The PIC received an unqualified audit opinion from the AGSA, but there were findings made on compliance to applicable laws and regulations. "This is a regression from the previous financial year's clean audit opinion," Hako said.

"The AGSA findings relate to non-compliance to certain laws and regulations and concerns around compliance with some policies and procedures which might result in breaches in the PIC Act," Hako said.

The PIC's management is committed to improving the control environment and implementing recommendations of the AGSA, he said.

The asset manager be using the next few months to reflect on the PIC commission's report and develop a corrective plan, he added.

In terms of the PIC's financial statement, Haku noted that the operating environment was challenging. Trade tensions and slow global and local economic growth impacted the investment environment.
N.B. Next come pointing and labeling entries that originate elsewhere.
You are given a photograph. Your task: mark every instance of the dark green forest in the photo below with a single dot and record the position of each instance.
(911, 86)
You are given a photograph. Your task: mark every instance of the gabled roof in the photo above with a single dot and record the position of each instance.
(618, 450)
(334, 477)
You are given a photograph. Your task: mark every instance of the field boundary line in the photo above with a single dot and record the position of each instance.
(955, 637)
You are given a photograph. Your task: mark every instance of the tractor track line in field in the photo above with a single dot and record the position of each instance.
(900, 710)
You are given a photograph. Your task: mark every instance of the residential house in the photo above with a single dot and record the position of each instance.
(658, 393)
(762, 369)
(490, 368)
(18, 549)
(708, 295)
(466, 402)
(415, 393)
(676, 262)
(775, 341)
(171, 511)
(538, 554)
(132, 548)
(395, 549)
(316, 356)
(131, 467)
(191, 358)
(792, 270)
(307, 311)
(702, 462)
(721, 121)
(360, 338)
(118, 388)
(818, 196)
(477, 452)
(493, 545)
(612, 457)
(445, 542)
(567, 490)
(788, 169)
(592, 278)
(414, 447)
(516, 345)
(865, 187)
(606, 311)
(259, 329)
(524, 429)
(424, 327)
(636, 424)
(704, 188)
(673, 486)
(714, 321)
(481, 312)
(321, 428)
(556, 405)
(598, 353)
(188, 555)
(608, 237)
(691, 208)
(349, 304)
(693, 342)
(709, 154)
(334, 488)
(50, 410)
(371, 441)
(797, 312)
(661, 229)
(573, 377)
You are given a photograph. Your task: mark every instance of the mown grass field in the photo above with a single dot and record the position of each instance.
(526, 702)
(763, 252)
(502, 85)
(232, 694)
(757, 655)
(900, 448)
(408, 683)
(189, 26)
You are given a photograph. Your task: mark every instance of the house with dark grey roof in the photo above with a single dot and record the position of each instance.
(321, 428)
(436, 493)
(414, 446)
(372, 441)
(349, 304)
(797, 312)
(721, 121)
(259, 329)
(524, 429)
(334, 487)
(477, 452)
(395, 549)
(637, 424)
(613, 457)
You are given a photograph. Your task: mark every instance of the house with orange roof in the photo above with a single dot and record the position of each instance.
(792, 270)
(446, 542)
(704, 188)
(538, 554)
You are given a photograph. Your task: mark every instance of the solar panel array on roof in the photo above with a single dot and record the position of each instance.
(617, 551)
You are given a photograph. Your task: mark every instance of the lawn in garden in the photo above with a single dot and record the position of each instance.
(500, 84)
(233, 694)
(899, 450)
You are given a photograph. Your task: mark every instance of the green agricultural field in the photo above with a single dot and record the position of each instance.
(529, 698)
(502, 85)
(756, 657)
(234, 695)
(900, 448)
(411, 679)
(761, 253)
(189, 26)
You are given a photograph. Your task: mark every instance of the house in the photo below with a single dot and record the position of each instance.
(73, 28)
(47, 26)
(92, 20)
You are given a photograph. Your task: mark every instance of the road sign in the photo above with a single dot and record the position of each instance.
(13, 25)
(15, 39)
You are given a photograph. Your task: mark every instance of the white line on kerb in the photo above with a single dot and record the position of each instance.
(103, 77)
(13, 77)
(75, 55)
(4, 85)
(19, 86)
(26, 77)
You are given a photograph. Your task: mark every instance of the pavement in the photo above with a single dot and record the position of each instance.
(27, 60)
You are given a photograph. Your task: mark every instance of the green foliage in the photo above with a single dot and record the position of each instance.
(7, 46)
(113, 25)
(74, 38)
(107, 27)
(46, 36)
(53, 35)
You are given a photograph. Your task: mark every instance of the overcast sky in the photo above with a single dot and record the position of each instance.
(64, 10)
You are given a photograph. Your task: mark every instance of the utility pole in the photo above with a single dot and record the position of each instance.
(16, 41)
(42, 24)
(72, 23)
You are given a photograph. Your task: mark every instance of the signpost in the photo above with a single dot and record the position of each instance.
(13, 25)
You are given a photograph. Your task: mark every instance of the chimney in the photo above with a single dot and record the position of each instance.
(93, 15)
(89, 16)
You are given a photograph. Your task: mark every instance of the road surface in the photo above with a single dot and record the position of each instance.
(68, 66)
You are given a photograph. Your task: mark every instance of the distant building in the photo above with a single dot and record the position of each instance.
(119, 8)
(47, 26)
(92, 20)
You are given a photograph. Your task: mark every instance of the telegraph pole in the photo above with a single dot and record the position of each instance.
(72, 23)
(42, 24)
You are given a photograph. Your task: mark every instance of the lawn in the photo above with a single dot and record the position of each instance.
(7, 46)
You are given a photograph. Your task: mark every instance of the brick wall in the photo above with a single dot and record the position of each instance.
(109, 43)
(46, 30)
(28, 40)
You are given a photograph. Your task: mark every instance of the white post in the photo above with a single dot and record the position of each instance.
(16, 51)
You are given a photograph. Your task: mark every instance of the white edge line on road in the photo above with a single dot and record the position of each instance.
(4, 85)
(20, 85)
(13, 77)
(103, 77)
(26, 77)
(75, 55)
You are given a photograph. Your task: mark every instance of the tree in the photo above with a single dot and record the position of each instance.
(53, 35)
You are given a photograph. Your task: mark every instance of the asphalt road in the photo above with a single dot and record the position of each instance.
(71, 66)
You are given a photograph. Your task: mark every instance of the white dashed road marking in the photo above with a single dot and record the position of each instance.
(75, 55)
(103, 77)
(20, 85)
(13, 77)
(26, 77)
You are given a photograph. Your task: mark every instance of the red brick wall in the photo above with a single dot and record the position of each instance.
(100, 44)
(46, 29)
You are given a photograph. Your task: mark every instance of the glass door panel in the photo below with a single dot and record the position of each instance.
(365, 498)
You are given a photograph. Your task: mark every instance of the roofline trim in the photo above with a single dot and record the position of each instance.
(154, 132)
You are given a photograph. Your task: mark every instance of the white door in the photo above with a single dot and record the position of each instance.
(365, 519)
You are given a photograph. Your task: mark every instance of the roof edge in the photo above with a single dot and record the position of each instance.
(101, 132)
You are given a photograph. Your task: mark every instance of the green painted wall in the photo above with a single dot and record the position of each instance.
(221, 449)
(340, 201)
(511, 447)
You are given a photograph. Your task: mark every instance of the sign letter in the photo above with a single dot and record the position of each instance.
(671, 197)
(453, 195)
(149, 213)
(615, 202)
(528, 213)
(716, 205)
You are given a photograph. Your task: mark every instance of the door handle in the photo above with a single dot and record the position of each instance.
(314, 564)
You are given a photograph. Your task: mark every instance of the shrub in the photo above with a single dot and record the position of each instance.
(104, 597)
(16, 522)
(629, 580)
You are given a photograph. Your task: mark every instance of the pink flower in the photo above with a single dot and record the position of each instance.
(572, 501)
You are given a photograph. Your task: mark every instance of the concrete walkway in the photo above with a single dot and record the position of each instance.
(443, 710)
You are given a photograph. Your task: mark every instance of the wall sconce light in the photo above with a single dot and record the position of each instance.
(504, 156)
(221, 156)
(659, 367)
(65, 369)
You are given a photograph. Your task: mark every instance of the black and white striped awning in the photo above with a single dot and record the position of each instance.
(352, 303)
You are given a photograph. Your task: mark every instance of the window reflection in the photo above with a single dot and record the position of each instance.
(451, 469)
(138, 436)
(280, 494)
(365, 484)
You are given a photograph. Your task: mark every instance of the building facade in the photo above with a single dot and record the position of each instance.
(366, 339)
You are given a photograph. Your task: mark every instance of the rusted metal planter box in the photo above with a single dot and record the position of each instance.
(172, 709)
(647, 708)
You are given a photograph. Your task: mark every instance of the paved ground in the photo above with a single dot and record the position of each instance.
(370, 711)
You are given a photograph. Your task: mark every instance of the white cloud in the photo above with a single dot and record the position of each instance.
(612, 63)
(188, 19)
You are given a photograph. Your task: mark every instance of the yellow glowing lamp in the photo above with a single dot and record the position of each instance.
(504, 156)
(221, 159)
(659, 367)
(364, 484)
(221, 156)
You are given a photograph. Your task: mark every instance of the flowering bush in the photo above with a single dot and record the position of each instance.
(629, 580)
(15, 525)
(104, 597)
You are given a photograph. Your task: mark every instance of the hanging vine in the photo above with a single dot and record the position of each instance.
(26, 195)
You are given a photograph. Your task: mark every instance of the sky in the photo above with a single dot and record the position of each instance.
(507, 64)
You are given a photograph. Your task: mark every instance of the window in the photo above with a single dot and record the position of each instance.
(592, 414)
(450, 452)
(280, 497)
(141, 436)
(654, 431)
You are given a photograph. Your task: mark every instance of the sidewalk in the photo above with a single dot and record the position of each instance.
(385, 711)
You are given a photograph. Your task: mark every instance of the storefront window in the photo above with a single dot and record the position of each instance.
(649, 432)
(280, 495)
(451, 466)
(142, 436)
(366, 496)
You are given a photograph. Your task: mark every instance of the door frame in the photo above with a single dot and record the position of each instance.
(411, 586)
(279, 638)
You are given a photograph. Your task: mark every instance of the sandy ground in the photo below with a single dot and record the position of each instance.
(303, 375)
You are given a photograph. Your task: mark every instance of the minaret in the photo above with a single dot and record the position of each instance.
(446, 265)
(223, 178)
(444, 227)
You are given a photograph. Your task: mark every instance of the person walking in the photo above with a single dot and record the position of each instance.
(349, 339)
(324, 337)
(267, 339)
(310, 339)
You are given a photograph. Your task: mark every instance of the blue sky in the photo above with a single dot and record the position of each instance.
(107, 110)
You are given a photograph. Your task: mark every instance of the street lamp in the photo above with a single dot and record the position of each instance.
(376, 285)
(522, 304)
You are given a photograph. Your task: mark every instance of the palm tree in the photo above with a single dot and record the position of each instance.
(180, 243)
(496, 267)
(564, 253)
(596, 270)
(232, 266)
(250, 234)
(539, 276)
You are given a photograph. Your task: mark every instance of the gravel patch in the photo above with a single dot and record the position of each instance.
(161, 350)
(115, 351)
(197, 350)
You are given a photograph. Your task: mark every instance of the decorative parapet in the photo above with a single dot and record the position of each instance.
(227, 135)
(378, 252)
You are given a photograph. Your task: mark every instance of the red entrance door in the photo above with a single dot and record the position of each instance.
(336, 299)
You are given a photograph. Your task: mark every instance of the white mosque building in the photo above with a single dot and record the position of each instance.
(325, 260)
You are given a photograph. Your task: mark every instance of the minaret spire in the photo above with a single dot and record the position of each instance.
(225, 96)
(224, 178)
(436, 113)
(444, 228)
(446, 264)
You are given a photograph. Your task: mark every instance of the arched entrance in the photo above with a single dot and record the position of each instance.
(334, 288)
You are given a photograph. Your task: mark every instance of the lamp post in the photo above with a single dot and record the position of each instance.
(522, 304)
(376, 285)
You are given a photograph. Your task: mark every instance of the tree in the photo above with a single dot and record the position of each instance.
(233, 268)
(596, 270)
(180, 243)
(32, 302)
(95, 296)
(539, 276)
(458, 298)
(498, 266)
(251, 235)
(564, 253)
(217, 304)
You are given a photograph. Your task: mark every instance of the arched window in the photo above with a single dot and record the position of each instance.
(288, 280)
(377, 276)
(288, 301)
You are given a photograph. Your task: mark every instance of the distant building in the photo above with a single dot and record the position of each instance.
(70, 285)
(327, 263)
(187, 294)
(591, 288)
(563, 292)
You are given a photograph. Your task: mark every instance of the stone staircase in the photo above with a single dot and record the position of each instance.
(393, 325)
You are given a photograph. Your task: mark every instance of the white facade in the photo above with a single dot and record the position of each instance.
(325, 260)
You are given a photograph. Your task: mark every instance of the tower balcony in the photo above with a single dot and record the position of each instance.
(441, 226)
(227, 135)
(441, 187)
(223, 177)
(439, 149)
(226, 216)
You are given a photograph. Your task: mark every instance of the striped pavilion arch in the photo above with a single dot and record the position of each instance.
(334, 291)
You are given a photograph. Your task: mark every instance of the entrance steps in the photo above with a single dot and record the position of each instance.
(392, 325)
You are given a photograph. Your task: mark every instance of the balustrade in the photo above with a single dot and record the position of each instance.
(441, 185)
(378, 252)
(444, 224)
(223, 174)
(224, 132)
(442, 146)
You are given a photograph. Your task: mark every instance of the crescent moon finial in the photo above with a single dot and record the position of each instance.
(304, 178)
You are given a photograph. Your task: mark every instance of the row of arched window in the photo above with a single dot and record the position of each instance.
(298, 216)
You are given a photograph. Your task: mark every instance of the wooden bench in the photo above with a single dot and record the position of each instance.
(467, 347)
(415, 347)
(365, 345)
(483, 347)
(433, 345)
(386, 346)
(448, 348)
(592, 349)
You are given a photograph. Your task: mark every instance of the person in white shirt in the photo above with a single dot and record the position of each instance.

Declining profits, continued risks

Low economic growth locally particularly adversely impacted the PIC's portfolio as the majority of its investments are held domestically.

The PIC's profit declined 26% to R300.4m compared to R411.2m reported in 2018. The PIC, however, declared a dividend of R80m, paid to the shareholder - government.

Hako commented the PIC's diversified portfolio helped it withstand "unanticipated market" shocks. The PIC managed to grow assets from R2.083trn by 2.3% to R2.131trn.

A total of $873.7m (about R13.2bn) has been approved for investments in the rest of Africa. A total of R15bn has been approved for impact investments, private equity and property investments.

The PIC anticipates the investment environment to remain risky and uncertain - both globally and domestically.